Как он был похож на Немруда[33], пустившего стрелы в небо, чтобы убить бога. И казалось, что стрела, в которую он вложил все свои сомнения, весь свой гнев и возмущение, разбила вдребезги небесный свод, и теперь он осыпается тысячами мелких осколков и тает...
Значит, вечной жизни нет! Значит, нет никакой надежды обрести в потустороннем мире то, что любил и потерял в этом, то, чего хотел и не смог получить в жизни земной? Человек так и не сможет приоткрыть на том свете глаза, закрытые после бесконечных мучений, и, подобно упавшему с ветки листку, истлеет в сырой земле и исчезнет навсегда...
Когда Шахин ловил себя на этой мысли, он улыбался и думал: «Теперь-то я понимаю, что моё религиозное усердие не столь уж бескорыстно. Только благодаря безграничной любви к жизни, жажде жизни, страстному желанию продлить её и на том свете я вступил в эту борьбу...»
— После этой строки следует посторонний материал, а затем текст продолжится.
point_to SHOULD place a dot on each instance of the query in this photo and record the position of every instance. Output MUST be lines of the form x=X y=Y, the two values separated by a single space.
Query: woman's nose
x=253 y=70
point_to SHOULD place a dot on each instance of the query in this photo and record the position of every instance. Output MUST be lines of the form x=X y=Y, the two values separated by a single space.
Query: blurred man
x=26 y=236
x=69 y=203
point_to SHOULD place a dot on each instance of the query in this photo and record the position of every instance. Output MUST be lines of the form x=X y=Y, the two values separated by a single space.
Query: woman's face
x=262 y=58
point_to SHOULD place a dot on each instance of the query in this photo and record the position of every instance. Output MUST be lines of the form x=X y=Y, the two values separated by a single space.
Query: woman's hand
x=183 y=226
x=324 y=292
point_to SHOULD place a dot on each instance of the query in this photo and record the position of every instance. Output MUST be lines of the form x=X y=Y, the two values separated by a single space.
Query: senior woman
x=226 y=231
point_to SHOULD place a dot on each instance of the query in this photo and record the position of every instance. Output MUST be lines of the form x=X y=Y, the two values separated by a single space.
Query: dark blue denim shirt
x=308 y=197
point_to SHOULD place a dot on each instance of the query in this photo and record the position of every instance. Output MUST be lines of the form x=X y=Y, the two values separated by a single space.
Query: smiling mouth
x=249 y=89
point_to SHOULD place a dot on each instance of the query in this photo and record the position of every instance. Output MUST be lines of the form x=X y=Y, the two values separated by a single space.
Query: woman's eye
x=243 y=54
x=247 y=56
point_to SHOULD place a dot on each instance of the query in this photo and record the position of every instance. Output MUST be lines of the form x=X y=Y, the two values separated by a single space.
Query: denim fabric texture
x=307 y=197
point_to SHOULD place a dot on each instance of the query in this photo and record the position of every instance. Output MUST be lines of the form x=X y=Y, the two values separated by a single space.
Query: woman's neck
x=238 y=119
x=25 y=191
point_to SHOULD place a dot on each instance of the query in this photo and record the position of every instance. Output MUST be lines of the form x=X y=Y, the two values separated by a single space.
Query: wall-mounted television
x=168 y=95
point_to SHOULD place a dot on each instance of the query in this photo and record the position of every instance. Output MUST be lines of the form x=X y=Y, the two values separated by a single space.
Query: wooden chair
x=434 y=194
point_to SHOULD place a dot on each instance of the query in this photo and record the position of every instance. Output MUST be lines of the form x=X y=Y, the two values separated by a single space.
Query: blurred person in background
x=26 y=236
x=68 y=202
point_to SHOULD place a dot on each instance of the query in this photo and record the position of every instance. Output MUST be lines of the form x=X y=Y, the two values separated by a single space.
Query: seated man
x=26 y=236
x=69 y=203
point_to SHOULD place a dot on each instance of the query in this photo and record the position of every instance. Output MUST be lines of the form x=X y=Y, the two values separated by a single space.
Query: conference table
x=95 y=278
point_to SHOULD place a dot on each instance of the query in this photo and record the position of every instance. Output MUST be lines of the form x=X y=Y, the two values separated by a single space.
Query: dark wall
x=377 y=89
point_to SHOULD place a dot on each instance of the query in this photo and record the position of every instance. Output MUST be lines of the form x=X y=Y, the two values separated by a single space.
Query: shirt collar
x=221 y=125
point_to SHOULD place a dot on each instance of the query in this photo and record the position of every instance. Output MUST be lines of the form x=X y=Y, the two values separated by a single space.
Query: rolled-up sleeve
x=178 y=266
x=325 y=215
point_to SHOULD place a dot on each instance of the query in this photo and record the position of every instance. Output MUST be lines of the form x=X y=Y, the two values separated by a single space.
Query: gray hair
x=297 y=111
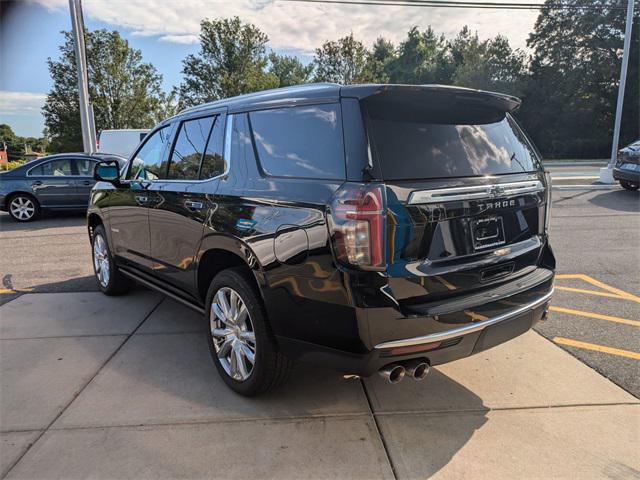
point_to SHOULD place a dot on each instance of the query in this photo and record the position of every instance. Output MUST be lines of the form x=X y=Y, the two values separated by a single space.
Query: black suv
x=370 y=228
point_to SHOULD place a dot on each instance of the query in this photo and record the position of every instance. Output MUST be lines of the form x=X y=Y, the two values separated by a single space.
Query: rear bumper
x=620 y=174
x=517 y=315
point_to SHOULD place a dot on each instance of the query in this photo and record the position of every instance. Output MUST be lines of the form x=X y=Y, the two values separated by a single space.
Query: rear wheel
x=23 y=207
x=241 y=343
x=110 y=280
x=627 y=185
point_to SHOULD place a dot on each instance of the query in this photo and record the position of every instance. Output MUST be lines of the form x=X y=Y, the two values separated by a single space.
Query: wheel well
x=26 y=194
x=212 y=263
x=93 y=221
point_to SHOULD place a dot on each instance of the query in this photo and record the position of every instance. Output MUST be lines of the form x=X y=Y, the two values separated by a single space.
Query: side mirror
x=107 y=172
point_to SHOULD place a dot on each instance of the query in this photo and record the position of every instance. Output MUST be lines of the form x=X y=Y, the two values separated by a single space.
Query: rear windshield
x=414 y=148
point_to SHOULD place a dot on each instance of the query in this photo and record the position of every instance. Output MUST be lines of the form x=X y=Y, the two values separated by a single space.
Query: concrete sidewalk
x=101 y=387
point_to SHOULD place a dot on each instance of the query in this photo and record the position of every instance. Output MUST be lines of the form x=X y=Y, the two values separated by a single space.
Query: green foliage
x=421 y=58
x=125 y=91
x=342 y=61
x=569 y=84
x=11 y=165
x=570 y=99
x=232 y=60
x=486 y=65
x=16 y=145
x=289 y=70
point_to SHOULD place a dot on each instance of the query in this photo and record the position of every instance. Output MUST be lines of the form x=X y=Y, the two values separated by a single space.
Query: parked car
x=121 y=142
x=627 y=169
x=55 y=182
x=370 y=228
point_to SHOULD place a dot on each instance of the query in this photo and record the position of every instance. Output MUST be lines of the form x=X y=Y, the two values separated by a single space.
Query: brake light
x=547 y=207
x=357 y=220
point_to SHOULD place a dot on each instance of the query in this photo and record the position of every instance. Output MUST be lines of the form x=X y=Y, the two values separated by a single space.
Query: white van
x=121 y=142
Но время шло, и душевные терзания стали невыносимы. Шахин чувствовал, что не может больше скрывать свои сомнения, и после мучительных колебаний отправился на исповедь к учителям медресе.
Первый выслушал его с большим вниманием и даже интересом. На все заданные вопросы мюдеррис дал обстоятельные ответы, но ни один из них не мог удовлетворить любознательного юношу.
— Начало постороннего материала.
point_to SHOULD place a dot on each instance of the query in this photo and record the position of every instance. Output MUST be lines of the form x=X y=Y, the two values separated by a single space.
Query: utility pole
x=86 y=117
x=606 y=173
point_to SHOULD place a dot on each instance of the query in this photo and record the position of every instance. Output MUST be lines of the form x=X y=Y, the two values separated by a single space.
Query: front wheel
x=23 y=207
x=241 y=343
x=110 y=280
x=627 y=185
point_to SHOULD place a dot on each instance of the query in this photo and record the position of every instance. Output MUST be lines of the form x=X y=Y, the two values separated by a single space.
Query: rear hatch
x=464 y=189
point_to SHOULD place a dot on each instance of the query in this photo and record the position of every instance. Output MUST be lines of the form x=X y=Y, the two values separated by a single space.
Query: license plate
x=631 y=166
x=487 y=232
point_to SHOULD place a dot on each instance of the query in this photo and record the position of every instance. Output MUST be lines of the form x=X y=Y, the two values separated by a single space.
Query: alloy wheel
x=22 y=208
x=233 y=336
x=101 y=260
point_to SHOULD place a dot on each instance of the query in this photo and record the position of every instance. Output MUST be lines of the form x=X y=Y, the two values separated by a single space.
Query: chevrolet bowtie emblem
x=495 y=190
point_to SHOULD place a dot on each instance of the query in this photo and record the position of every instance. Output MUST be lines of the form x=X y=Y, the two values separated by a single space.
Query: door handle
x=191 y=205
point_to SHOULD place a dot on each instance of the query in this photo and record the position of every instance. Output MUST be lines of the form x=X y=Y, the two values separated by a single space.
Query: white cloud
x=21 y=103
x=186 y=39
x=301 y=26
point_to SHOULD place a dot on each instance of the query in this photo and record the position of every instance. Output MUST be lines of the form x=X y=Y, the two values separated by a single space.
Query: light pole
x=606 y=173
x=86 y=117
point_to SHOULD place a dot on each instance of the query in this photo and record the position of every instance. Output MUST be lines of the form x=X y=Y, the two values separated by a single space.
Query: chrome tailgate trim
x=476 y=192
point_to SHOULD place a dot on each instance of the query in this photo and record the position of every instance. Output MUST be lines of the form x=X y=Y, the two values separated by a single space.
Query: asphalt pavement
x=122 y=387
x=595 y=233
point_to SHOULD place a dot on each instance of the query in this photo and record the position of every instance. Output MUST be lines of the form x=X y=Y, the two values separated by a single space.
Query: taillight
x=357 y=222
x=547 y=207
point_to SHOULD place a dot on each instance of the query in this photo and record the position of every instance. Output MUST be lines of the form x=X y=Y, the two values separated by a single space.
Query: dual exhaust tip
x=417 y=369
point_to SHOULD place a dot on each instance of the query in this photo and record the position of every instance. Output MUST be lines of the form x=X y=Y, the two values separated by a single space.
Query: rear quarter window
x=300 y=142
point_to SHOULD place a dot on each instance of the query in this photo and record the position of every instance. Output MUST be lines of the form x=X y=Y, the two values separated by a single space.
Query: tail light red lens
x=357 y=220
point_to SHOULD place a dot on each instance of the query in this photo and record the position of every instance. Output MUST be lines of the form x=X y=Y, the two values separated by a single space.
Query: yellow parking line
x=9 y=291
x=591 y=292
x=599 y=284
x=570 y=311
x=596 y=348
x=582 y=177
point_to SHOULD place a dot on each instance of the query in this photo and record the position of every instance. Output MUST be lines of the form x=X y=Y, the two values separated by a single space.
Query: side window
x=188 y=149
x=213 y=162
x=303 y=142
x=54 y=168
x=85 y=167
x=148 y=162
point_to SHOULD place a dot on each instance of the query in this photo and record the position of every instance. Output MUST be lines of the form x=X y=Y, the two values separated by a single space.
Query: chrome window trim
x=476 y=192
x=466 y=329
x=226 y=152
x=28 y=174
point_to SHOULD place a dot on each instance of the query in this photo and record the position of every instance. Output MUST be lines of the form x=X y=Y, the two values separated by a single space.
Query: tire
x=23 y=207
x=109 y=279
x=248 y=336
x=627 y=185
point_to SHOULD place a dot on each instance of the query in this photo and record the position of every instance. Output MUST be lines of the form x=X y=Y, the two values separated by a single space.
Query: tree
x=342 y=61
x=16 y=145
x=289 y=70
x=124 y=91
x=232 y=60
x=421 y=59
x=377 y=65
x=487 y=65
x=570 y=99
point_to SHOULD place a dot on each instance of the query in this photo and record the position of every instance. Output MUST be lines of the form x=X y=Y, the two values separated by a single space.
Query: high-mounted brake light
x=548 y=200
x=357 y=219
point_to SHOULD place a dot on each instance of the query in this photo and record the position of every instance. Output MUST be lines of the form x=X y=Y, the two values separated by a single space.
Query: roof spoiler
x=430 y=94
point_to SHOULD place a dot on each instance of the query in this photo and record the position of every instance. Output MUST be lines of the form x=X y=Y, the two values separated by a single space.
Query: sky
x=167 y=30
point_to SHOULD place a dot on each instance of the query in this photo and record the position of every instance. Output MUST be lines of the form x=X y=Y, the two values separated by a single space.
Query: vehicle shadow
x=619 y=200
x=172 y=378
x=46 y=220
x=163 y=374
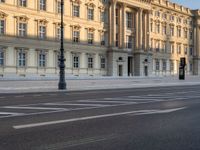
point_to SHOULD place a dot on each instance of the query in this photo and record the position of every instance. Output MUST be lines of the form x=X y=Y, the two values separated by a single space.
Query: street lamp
x=62 y=83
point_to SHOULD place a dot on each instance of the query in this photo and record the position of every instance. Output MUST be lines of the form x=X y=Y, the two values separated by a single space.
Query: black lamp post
x=62 y=83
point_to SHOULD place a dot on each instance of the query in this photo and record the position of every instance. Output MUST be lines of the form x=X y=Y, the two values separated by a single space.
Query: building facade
x=101 y=38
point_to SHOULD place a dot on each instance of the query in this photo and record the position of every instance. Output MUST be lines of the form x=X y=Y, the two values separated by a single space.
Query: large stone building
x=102 y=37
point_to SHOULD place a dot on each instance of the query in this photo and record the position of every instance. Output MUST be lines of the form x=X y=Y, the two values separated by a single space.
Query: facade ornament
x=3 y=15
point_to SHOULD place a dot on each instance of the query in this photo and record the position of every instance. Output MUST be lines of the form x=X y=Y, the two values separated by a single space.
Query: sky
x=193 y=4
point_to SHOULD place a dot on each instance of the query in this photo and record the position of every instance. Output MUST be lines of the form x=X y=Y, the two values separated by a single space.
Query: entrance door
x=130 y=66
x=146 y=70
x=120 y=70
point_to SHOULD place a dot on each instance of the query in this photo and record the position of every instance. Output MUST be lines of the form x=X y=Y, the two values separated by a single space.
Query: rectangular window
x=90 y=14
x=42 y=32
x=90 y=62
x=23 y=3
x=157 y=65
x=21 y=59
x=2 y=27
x=76 y=10
x=22 y=30
x=43 y=5
x=58 y=7
x=129 y=42
x=76 y=36
x=164 y=65
x=102 y=17
x=1 y=57
x=42 y=60
x=103 y=63
x=172 y=31
x=171 y=65
x=129 y=20
x=90 y=38
x=76 y=62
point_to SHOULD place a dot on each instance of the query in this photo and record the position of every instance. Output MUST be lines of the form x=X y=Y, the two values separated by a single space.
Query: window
x=58 y=7
x=172 y=48
x=76 y=10
x=178 y=32
x=186 y=34
x=1 y=57
x=157 y=46
x=2 y=27
x=76 y=61
x=42 y=32
x=178 y=48
x=43 y=5
x=117 y=17
x=191 y=35
x=42 y=59
x=90 y=62
x=117 y=40
x=23 y=3
x=90 y=14
x=129 y=42
x=164 y=65
x=102 y=39
x=186 y=50
x=58 y=33
x=172 y=31
x=102 y=17
x=157 y=65
x=76 y=36
x=21 y=58
x=171 y=65
x=164 y=30
x=103 y=63
x=191 y=67
x=22 y=29
x=129 y=20
x=90 y=38
x=191 y=51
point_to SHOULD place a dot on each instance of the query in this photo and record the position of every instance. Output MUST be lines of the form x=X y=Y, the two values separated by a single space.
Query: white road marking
x=32 y=125
x=70 y=104
x=10 y=113
x=19 y=96
x=37 y=108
Второй встретил молодого софту с яростью. Он набросился на Шахина и, потрясая кулаками, словно собираясь его бить, принялся кричать:
— Одумайся, негодяй! Вернись к истинной вере! Гяуром[34] стал... Чтобы мыслей подобных больше не было!..
Но разве от нас зависит, во что верить, а что из головы выбросить? Попробуй заставь себя думать, о чём не хочешь, или верить в то, в чём разуверился!..
Угрозы мюдерриса не испугали Шахина. Он обращался и к другим учителям медресе Сомунджуоглу, и к знаменитым богословам Стамбула. Он падал к ногам тех, кто соглашался выслушать его, с мольбой хватал за полы тех, кто глядел на него с лаской и состраданием.